Le cas des émissions du dioxyde de carbone et des conséquences sur le climat le montre. Selon Marx, il faut résolument combattre toute rupture entre l’homme et la nature. L’avenir ne peut s’édifier que par une prise de conscience généralisée et sans cesse renouvelée des en-communs du monde de l’être humain et du monde naturel permettant de développer, dans tous les domaines où se déploient les activités productives, les biens communs de l’humanité. Les ressources indispensables à la vie et au développement de la société (matières premières, eau, air, nourriture, énergie, sols, semences, forêts, océans, biodiversité, connaissances, etc.) sont sources de conflits locaux ou mondiaux si on les laisse dans les mains du capitalisme. Il faut pouvoir les partager équitablement entre tous, et les gérer démocratiquement et durablement par tous, c’est-à-dire les considérer comme des «  biens communs  » (voir Elinor Ostrom). Or le progrès actuel des connaissances scientifiques et techniques, notamment des sciences de l’information, fait apparaître la possibilité d’organiser efficacement le partage et la gestion durable des biens communs entre et par tous les êtres humains. Cette possibilité, qui émerge, est une porte qui s’ouvre sur un devenir pleinement humain – mais c’est une porte ouverte également sur une possible déshumanisation de la société.
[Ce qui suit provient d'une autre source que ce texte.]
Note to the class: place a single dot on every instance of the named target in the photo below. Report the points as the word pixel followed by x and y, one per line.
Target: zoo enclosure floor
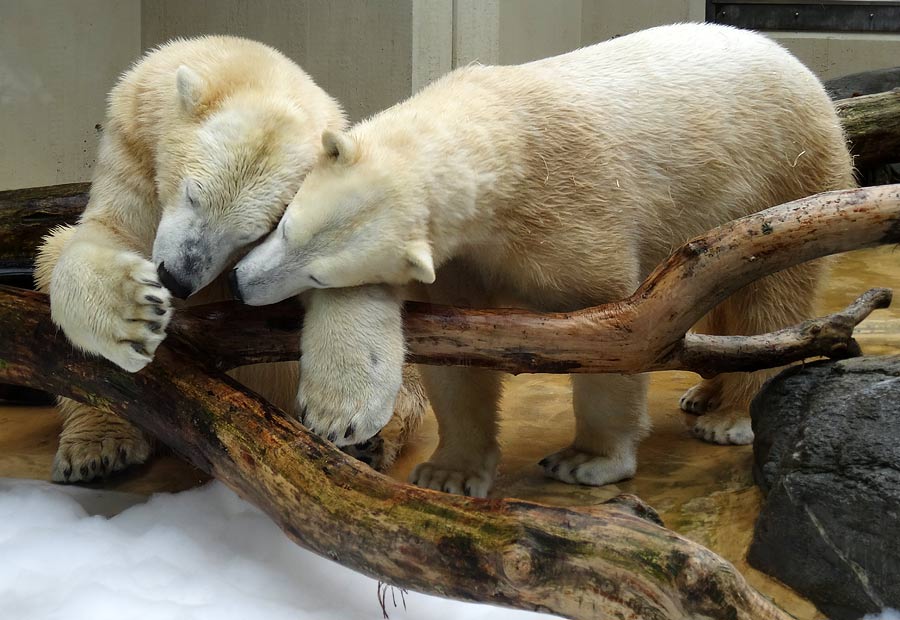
pixel 702 491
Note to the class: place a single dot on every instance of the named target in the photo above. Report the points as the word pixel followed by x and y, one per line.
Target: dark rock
pixel 827 453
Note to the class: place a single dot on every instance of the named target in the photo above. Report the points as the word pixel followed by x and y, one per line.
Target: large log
pixel 606 561
pixel 872 126
pixel 26 215
pixel 871 123
pixel 610 560
pixel 645 332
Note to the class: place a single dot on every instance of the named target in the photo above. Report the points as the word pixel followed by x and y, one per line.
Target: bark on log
pixel 607 561
pixel 872 126
pixel 871 123
pixel 645 332
pixel 26 215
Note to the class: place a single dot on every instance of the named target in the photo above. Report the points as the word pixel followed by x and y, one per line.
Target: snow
pixel 197 555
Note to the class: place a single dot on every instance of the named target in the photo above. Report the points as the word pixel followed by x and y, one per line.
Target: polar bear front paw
pixel 472 476
pixel 346 403
pixel 703 397
pixel 111 304
pixel 90 454
pixel 574 466
pixel 724 427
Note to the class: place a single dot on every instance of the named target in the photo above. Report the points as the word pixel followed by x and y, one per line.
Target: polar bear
pixel 205 142
pixel 556 185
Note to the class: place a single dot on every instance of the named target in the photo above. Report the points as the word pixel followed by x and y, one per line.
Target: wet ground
pixel 703 491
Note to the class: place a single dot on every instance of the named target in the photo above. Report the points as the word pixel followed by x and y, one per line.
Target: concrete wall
pixel 58 59
pixel 366 53
pixel 57 62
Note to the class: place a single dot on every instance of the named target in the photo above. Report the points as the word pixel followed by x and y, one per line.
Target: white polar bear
pixel 205 142
pixel 556 185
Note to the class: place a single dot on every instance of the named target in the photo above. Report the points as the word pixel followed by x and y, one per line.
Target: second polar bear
pixel 205 142
pixel 557 185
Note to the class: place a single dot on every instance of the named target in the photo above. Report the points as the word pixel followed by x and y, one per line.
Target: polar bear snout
pixel 177 288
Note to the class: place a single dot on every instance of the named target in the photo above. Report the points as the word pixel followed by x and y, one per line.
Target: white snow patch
pixel 197 555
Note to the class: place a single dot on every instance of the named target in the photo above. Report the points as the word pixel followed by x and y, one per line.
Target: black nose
pixel 179 290
pixel 235 287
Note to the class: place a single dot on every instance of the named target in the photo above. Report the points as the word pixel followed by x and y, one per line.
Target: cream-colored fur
pixel 561 184
pixel 206 141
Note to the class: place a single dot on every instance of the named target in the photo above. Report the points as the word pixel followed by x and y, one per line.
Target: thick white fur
pixel 560 184
pixel 205 142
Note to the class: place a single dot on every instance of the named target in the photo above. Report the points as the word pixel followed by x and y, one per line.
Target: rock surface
pixel 827 453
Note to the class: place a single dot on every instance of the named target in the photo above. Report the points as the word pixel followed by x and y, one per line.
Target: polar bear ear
pixel 190 88
pixel 339 147
pixel 420 261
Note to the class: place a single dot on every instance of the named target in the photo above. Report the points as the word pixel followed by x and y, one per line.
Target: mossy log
pixel 611 560
pixel 871 124
pixel 608 561
pixel 645 332
pixel 26 215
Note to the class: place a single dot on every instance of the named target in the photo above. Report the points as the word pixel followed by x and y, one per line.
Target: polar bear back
pixel 648 139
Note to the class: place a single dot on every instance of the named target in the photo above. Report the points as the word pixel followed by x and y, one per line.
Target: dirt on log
pixel 613 560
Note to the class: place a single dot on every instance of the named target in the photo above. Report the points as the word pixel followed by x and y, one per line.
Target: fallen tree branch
pixel 645 332
pixel 610 560
pixel 26 215
pixel 872 126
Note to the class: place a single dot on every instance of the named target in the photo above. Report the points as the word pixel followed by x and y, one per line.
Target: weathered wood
pixel 643 333
pixel 594 562
pixel 872 126
pixel 26 215
pixel 871 123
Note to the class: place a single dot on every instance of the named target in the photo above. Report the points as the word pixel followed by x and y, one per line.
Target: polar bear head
pixel 225 176
pixel 354 221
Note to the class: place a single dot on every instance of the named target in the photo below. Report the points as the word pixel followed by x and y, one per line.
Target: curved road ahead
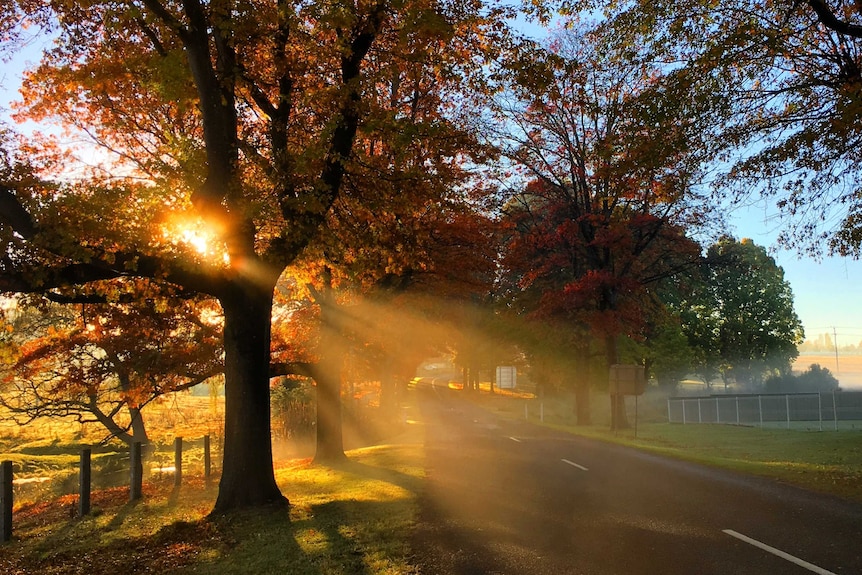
pixel 508 497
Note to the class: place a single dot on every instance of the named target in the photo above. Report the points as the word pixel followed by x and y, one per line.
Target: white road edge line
pixel 573 464
pixel 779 553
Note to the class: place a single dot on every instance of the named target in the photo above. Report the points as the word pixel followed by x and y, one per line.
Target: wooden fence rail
pixel 136 476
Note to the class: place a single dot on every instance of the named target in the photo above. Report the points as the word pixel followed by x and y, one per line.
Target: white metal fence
pixel 822 410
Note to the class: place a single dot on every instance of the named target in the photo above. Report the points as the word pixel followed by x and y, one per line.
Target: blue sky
pixel 826 292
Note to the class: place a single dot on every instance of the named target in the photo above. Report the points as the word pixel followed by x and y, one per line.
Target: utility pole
pixel 835 343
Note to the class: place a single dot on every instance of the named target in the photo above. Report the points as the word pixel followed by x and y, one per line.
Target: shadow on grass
pixel 343 536
pixel 403 480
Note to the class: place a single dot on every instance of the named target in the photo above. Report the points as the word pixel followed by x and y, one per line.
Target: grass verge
pixel 827 461
pixel 350 519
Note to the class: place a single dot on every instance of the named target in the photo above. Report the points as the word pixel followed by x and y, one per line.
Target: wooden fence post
pixel 207 460
pixel 5 501
pixel 136 472
pixel 178 461
pixel 85 475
Rien n’est écrit d’avance bien sûr  !

Comment gérer les biens communs naturels malgré la finitude du monde  ? Il faut pour cela tenir compte que notre Terre, qui baigne continûment dans un flux énergétique, fonctionne en cycles complexes et intriqués les uns avec les autres, plus ou moins longs. Les êtres humains n’échappent pas à la règle. Il ne doit pas y avoir de «  ruptures métaboliques  » entre eux et la nature (l’utilisation du concept de «  métabolisme  » pour caractériser les rapports «  homme/nature  » est due à Marx). Si elles veulent perdurer, les sociétés humaines doivent inscrire leurs activités dans le cadre des cycles naturels. C’est une perspective que décrivaient déjà Marx et Engels. On la désigne maintenant sous le nom d’économie circulaire. L’écologie a beaucoup à perdre en ignorant l’apport de Marx et les contributions des communistes.

(1) Auteurs de «  L’être humain et la nature, quelle écologie  ?  », 
note de la Fondation Gabriel-Péri.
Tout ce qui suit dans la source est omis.